Daily briefs of the top news stories impacting Christians around the world.
In today's edition:
- Chaplains Say Navy Wedding Policy Confuses Debate
- Egypt Christians Protest in Cairo after Church Attack
- 5th Week: China Evicts Christians from Homes
- Iran Releases Jailed Christians; Others Still Missing
Chaplains Say Navy Wedding Policy Confuses Debate
A recent Navy memo that would permit military chaplains to officiate at same-sex marriage ceremonies upon repeal of the military’s Don’t Ask/Don’t Tell policy is creating tension amid an already fractious debate. “It is absolutely deplorable,” said the Rev. Billy Baugham, executive director of the International Conference of Evangelical Chaplain Endorsers, according to Religion News Service. “It is a total surprise to us in the sense that we did not know it would really come to this.” The chief of Navy chaplains announced in an April 13 memo that training materials for the expected repeal have been changed to allow chaplains to officiate at some same-sex ceremonies. Baugham said leaders of his small, conservative Christian organization will likely assess if they want to continue sending chaplains to the Navy under such a policy, but he expects chaplains already in the services to remain.
Egypt Christians Protest in Cairo after Church Attack
Coptic Christians took to the streets of Cairo this week, demanding protection following attacks that killed at least 12 people. The BBC reports the many held a protest vigil near Tahrir Square on Monday and gathered outside the country's state television. They say the army failed to protect them. The military has detained more than 190 people in the violence as a "deterrent" to further violence, and Egypt's justice minister Abdel Aziz al-Gindi has warned that those who threaten the country's security will face "an iron fist." Witnesses said the confrontation began with shouting between protesters, church guards and people living near Saint Mena Church in Cairo. Rival groups threw firebombs and stones, and gunfire was heard. The violence continued for 14 hours before police could control the situation.

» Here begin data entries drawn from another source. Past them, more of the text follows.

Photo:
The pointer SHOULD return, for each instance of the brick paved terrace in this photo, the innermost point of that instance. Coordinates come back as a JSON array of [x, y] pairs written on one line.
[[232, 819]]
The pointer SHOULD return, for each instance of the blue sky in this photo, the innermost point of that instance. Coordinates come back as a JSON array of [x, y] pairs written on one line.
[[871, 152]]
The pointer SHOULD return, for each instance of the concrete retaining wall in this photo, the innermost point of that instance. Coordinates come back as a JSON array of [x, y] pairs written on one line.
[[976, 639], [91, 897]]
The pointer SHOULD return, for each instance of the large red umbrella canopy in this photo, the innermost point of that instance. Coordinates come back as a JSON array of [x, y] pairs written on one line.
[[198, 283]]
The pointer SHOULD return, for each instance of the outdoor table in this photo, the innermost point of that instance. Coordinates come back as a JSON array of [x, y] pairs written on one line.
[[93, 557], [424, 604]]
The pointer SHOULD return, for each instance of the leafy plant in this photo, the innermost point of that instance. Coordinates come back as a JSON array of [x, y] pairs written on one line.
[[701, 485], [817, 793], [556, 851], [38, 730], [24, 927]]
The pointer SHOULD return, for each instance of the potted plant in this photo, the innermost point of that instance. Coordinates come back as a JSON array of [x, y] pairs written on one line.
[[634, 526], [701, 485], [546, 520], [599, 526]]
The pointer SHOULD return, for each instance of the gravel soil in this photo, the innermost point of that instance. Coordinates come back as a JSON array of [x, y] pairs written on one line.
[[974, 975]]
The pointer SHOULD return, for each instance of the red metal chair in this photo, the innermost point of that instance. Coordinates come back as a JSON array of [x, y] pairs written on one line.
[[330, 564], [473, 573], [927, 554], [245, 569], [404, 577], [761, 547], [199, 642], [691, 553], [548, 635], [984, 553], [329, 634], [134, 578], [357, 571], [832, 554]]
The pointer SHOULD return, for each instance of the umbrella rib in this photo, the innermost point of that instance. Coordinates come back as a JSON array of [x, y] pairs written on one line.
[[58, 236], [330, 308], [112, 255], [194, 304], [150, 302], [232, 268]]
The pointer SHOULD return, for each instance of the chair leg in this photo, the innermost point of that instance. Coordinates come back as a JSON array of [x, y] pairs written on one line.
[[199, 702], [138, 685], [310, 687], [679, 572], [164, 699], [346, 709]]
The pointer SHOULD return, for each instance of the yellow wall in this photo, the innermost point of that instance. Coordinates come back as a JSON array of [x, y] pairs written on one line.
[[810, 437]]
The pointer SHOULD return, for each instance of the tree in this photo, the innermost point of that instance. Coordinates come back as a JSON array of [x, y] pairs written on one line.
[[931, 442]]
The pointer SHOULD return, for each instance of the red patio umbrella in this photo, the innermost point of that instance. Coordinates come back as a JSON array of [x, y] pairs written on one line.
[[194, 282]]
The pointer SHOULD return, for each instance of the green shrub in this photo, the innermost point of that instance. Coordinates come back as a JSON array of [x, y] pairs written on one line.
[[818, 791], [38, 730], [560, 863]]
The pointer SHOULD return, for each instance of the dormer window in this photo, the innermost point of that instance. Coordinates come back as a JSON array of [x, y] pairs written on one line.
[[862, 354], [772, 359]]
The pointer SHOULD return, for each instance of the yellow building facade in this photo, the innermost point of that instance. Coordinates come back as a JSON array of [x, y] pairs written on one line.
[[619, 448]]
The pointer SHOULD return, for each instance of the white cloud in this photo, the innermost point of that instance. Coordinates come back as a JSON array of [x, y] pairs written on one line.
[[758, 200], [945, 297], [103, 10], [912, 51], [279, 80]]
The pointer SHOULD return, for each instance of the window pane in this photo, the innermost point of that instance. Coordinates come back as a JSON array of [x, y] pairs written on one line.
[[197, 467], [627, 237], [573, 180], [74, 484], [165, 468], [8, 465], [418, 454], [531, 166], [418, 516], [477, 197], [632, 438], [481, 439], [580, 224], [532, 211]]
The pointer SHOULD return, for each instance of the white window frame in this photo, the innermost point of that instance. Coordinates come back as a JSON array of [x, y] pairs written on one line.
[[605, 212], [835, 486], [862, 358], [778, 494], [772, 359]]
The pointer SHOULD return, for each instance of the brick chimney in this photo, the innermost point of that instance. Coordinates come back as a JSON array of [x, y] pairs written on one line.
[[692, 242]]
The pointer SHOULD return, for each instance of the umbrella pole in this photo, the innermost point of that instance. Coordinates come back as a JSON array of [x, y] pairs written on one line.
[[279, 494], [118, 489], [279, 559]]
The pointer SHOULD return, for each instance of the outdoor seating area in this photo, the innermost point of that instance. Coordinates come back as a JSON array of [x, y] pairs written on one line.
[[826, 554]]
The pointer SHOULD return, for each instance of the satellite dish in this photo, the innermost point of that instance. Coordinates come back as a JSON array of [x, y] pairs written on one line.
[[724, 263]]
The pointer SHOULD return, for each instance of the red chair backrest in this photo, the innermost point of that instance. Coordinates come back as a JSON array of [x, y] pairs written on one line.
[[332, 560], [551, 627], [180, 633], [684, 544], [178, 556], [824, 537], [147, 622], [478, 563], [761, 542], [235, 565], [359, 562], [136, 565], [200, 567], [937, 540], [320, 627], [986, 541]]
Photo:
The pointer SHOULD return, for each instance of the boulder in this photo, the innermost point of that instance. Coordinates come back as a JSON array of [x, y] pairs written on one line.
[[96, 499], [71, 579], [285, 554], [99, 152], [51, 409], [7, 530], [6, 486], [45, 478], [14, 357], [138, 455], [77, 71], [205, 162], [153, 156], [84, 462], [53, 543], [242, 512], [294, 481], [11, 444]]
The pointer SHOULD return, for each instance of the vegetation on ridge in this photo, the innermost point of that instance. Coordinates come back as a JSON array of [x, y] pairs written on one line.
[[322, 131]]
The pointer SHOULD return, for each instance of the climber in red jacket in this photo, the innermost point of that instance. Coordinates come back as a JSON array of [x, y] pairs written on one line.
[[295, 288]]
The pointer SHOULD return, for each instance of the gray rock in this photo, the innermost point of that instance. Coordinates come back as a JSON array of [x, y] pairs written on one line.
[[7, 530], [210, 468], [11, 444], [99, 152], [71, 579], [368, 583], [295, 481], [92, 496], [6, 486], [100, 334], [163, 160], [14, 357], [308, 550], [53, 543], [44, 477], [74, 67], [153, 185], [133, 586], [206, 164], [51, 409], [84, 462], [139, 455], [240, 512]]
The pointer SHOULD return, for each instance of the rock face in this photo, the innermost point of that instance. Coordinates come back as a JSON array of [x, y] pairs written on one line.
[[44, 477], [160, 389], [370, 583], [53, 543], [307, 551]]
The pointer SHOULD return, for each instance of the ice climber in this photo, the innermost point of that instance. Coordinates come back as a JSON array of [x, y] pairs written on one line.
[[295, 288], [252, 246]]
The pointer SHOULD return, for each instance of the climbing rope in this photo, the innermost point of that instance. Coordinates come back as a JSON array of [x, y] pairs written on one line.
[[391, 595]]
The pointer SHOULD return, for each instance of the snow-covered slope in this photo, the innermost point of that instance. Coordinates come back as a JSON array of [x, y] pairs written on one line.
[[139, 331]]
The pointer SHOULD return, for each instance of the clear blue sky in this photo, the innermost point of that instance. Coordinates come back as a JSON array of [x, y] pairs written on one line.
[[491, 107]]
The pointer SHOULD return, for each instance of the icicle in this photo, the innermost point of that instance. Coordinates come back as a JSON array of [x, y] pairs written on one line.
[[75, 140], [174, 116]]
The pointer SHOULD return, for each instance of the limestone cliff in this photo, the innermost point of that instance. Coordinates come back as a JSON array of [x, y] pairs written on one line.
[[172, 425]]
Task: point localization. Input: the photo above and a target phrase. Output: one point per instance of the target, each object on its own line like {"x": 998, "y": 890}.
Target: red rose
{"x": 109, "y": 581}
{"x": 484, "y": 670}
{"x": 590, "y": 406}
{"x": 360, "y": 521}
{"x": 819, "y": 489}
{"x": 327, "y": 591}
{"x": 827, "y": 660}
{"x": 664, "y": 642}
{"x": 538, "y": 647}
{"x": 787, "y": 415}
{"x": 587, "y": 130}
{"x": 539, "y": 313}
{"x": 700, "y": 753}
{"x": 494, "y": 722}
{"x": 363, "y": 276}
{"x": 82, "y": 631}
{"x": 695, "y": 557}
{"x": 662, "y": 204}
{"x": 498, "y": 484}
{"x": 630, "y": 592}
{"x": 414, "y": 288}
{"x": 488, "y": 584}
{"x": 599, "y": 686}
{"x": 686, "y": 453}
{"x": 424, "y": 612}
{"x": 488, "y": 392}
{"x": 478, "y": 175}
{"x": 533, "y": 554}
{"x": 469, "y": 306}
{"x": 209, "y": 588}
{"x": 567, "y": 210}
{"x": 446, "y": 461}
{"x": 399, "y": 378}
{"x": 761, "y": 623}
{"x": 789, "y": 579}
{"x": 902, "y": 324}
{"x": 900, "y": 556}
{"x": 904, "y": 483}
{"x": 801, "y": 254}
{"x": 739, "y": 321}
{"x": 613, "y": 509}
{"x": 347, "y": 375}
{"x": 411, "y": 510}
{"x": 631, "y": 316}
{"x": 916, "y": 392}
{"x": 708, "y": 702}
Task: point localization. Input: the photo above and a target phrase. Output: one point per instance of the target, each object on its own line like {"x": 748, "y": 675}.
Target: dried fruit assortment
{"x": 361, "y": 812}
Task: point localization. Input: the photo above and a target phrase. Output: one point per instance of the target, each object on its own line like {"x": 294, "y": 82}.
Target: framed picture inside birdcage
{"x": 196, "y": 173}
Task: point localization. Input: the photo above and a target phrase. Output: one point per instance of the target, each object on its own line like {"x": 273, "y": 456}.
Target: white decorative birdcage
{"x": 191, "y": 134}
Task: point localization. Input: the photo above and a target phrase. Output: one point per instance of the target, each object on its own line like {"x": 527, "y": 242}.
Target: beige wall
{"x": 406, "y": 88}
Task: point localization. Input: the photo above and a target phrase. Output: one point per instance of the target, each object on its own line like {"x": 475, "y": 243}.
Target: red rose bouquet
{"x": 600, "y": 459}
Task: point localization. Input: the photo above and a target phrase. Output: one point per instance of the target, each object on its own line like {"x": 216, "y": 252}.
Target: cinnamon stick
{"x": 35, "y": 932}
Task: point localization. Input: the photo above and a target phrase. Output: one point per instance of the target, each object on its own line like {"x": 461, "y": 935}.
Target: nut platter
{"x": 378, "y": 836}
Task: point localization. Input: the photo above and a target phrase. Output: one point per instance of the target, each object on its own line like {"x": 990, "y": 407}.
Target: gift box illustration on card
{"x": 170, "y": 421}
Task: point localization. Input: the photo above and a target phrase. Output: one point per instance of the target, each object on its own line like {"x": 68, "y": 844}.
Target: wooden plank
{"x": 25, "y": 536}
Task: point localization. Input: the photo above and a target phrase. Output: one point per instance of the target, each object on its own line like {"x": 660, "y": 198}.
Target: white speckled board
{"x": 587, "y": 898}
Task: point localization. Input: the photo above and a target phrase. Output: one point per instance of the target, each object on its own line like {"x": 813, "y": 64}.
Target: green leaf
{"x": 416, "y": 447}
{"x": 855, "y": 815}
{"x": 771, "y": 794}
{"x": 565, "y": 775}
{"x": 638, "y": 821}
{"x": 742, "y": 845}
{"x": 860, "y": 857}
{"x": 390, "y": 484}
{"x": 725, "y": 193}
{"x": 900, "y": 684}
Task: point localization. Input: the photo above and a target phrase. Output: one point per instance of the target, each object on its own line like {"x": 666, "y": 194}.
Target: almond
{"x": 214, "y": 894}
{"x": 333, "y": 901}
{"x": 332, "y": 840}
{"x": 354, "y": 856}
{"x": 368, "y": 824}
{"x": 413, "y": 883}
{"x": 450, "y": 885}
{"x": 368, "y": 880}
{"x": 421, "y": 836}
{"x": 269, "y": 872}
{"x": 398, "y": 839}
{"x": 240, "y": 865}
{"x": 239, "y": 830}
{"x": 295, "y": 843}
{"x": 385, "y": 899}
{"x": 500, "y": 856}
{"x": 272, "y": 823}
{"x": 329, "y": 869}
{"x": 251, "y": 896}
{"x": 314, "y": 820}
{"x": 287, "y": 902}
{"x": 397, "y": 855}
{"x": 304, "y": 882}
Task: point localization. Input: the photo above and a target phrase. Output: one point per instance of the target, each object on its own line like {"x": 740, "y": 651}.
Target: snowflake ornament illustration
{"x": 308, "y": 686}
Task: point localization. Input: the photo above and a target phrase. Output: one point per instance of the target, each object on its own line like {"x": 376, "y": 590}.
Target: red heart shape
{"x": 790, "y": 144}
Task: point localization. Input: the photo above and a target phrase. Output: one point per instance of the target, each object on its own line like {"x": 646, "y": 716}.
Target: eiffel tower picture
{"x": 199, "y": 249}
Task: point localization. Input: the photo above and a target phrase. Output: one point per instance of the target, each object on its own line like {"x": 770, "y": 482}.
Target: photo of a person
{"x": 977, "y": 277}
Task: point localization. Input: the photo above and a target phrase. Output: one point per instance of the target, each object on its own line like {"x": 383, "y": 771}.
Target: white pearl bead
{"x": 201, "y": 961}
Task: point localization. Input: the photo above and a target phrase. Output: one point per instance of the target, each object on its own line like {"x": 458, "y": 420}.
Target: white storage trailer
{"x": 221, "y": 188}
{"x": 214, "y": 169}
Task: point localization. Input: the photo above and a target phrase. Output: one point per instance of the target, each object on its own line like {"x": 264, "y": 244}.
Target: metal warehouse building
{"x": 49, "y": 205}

5th Week: China Arrests More Christians
Baptist Press reports that at least 13 members of a Beijing church were arrested Sunday, May 8, in the fifth straight week of its defiance of the Chinese government. Officials have continued to force people out of their homes in an effort to pressure the congregation. One family learned they were being kicked out of their home at 6:40 Sunday morning, before the service even began. The high-profile clash between the government and Shouwang Church -- one of the largest unregistered illegal churches in Beijing -- has led to hundreds of house arrests or detentions. More than 500 church members were placed under arrest on Easter weekend alone, prevented from leaving their houses or apartments. Shouwang Church itself is homeless, having lost its meeting space when the government pressured the owners of a restaurant -- its last home -- to kick out the church. The church also has tried to rent space, only to see various landlords pressured not to cooperate.
Iran Releases Jailed Christians; Others Still Missing
Worthy News reports that Iran has released three Christians who were detained last year during Christian gatherings, rights activists confirmed on Friday, but a fourth remains missing. Sonia Keshish Avanessian, Arash Kermanjani and his wife Arezo Teimouri were freed from Hamadan prison "after having being held for nearly eight months without charge," according to persecution watchdog Christian Solidarity Worldwide (CSW). A fourth member of the group, Avanessian's husband Vahik Abrahamian, who also has Dutch citizenship "remains imprisoned and his condition is unknown," CSW said. The four Christians were arrested along with eight others at a Christian home fellowship. Several political parties in the Netherlands' parliament asked the Dutch government to pressure Iran to free the Christian, but Iran does not recognize Dutch citizenship of native Iranians. The three were released without bail or acquittal.